A new report by Immunefi has analyzed the top payments in response to ransomware attacks.
The largest ransomware payment — where an organization pays to have their software freed from a malware attack — was by CNA Financial. The Chicago-based firm paid $40m to a Russia-based hacker group.
Ransomware hijacks and encrypts software on a device or network, only relinquishing control when a ransom has been paid.
JBS, a global food company, was also hit by a ransomware attack from Russia. They paid a total of $11m. CWT, a travel group based in Minneapolis, and Brenntag, a chemical distribution company, paid around four and a half million dollars. A different strain of ransomware hit all the top four payments.
The top ten ransom payments amounted to nearly $70m in BTC, according to the report.
Large organizations are often prime targets for ransomware attacks. The disruption of their systems can devastate them, making them more prone to paying a ransom. The report also shows that many ransomware hacker groups originate from Russia or North Korea.

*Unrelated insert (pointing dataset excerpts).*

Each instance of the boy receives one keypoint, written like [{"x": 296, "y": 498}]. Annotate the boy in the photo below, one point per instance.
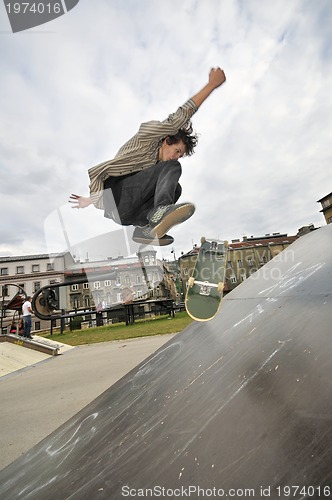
[{"x": 140, "y": 186}]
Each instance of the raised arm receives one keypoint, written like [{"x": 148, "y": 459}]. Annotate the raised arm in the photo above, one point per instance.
[{"x": 216, "y": 78}]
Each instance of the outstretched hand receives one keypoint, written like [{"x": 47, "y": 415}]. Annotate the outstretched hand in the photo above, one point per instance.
[
  {"x": 79, "y": 201},
  {"x": 216, "y": 77}
]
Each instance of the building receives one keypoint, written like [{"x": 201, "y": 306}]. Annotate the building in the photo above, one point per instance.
[
  {"x": 244, "y": 257},
  {"x": 103, "y": 283},
  {"x": 115, "y": 281},
  {"x": 326, "y": 203}
]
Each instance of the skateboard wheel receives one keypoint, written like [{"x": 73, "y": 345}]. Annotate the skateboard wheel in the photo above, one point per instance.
[{"x": 191, "y": 281}]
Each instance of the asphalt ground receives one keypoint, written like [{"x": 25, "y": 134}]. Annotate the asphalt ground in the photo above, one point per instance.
[{"x": 41, "y": 392}]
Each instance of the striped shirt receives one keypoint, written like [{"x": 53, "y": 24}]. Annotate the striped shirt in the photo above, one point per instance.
[{"x": 140, "y": 152}]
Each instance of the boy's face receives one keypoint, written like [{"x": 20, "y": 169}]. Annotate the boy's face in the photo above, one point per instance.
[{"x": 171, "y": 151}]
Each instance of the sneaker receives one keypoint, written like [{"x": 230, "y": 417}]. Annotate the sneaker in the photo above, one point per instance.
[
  {"x": 163, "y": 218},
  {"x": 143, "y": 235}
]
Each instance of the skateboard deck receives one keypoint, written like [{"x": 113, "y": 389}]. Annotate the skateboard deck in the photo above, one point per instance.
[{"x": 206, "y": 284}]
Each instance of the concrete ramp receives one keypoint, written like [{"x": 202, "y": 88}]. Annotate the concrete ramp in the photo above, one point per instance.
[{"x": 237, "y": 407}]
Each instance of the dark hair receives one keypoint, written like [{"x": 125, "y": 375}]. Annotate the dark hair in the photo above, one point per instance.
[{"x": 187, "y": 137}]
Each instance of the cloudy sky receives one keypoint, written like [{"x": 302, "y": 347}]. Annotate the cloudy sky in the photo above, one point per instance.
[{"x": 75, "y": 89}]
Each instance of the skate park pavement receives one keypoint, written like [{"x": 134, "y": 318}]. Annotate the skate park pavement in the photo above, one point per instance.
[{"x": 40, "y": 392}]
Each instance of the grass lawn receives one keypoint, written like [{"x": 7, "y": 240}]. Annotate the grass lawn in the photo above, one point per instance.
[{"x": 155, "y": 326}]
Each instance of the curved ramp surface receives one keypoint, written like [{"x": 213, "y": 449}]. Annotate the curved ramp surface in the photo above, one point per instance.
[{"x": 237, "y": 407}]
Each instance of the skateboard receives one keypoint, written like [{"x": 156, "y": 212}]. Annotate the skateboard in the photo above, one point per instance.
[{"x": 206, "y": 284}]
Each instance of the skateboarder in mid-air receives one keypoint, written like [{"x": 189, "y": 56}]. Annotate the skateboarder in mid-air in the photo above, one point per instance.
[{"x": 140, "y": 186}]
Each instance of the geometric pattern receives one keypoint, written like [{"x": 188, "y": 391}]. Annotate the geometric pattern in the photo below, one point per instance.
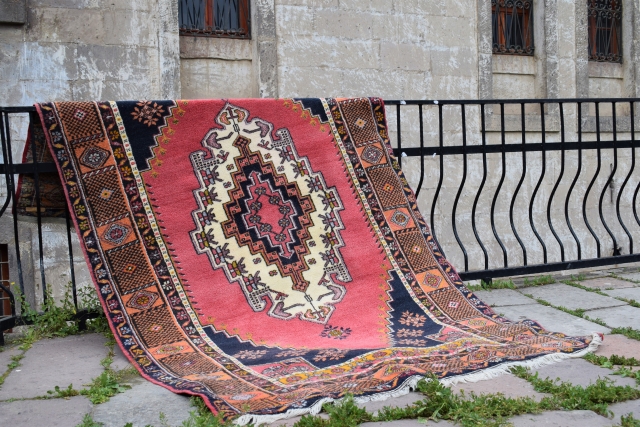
[{"x": 267, "y": 255}]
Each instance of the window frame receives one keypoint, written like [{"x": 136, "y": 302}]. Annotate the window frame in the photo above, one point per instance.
[
  {"x": 209, "y": 8},
  {"x": 500, "y": 11}
]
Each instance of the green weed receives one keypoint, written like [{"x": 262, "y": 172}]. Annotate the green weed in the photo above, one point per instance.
[{"x": 539, "y": 281}]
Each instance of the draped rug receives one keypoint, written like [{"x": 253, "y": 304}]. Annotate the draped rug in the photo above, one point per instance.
[{"x": 269, "y": 256}]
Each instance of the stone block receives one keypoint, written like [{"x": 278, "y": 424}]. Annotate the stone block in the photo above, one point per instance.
[
  {"x": 454, "y": 62},
  {"x": 333, "y": 22},
  {"x": 212, "y": 78},
  {"x": 572, "y": 298},
  {"x": 370, "y": 5},
  {"x": 329, "y": 52},
  {"x": 54, "y": 412},
  {"x": 552, "y": 319},
  {"x": 76, "y": 360},
  {"x": 620, "y": 346},
  {"x": 62, "y": 25},
  {"x": 130, "y": 28},
  {"x": 214, "y": 48},
  {"x": 503, "y": 297},
  {"x": 308, "y": 82},
  {"x": 628, "y": 293},
  {"x": 509, "y": 385},
  {"x": 142, "y": 405},
  {"x": 580, "y": 372},
  {"x": 618, "y": 317},
  {"x": 604, "y": 283},
  {"x": 386, "y": 84},
  {"x": 405, "y": 56},
  {"x": 561, "y": 419},
  {"x": 13, "y": 11},
  {"x": 299, "y": 20}
]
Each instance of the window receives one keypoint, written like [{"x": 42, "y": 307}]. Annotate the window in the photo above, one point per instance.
[
  {"x": 215, "y": 18},
  {"x": 512, "y": 27},
  {"x": 605, "y": 30}
]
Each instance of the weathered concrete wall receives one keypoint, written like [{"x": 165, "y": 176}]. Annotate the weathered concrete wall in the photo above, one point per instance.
[{"x": 80, "y": 50}]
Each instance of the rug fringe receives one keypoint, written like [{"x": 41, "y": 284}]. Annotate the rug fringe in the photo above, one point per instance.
[{"x": 411, "y": 383}]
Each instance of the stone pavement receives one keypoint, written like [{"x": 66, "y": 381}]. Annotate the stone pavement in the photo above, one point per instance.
[{"x": 76, "y": 360}]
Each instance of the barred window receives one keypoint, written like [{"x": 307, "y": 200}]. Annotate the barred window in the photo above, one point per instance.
[
  {"x": 605, "y": 30},
  {"x": 512, "y": 26},
  {"x": 215, "y": 18}
]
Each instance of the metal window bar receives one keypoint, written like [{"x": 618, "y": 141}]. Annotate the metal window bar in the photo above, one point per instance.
[
  {"x": 215, "y": 18},
  {"x": 605, "y": 30},
  {"x": 512, "y": 27},
  {"x": 519, "y": 186}
]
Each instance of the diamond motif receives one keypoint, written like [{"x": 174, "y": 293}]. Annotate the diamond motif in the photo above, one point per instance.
[
  {"x": 372, "y": 154},
  {"x": 116, "y": 234},
  {"x": 142, "y": 300},
  {"x": 400, "y": 218},
  {"x": 94, "y": 157}
]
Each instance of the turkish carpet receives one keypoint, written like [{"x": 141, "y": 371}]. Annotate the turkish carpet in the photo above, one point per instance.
[{"x": 269, "y": 256}]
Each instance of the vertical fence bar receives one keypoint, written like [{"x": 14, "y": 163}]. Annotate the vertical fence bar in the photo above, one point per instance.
[
  {"x": 462, "y": 182},
  {"x": 484, "y": 179},
  {"x": 535, "y": 191},
  {"x": 495, "y": 196},
  {"x": 609, "y": 180},
  {"x": 517, "y": 190},
  {"x": 74, "y": 289},
  {"x": 435, "y": 196},
  {"x": 12, "y": 193},
  {"x": 421, "y": 151},
  {"x": 399, "y": 136},
  {"x": 36, "y": 184},
  {"x": 624, "y": 184},
  {"x": 555, "y": 187},
  {"x": 595, "y": 176}
]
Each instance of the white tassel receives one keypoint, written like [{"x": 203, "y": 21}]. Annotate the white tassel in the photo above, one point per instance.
[{"x": 410, "y": 384}]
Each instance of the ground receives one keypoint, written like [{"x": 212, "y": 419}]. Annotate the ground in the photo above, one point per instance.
[{"x": 594, "y": 302}]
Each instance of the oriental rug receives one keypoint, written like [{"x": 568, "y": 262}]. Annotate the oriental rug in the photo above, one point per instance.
[{"x": 269, "y": 256}]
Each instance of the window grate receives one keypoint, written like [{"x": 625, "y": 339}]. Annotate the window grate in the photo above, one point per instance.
[
  {"x": 215, "y": 18},
  {"x": 512, "y": 26},
  {"x": 605, "y": 29}
]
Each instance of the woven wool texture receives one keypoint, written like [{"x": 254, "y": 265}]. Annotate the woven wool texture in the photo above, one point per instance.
[{"x": 268, "y": 255}]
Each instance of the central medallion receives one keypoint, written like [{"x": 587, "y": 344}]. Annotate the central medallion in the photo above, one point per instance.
[{"x": 267, "y": 219}]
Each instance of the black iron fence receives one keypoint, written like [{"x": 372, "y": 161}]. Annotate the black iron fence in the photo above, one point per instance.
[{"x": 509, "y": 187}]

All of the ransomware attacks in the report were paid in Bitcoin, representing $69,316,140 in ransom payments. In the legacy banking system, wire transfers of such amounts would be challenging. This represents one of the downsides of Bitcoin’s decentralization, accessibility, and anonymity. Globally, Bitcoin accounts for 98% of all ransomware payments.
Victims Are Paying Less to Hacker Groups
However, a recent report by Chainalysis shows that victims of ransomware attacks are increasingly refusing to pay.
Speaking to BeInCrypto, Adrian Hetman, Tech Lead of the triaging team at Immunefi, says that the number of ransomware attacks has not fallen that much. “What has fallen is the number of payments that companies are making. We’ve seen a massive drop of ransomware payments since 2019. However, we may potentially see new strains of ransomware appearing in the wild, or the creation of new RaaS [Ransomware as a Service] services.
“It’s always a game of cat and mouse with cyber criminals, and it’s hard to predict how it will play out in the next 3-6 months since the ecosystem moves so quickly.”
There are a variety of ways to fight back against ransomware attacks. These include up-to-date antivirus software, vigilance against phishing attacks, and regular backup of crucial information.
BeInCrypto has reached out to company or individual involved in the story to get an official statement about the recent developments, but it has yet to hear back.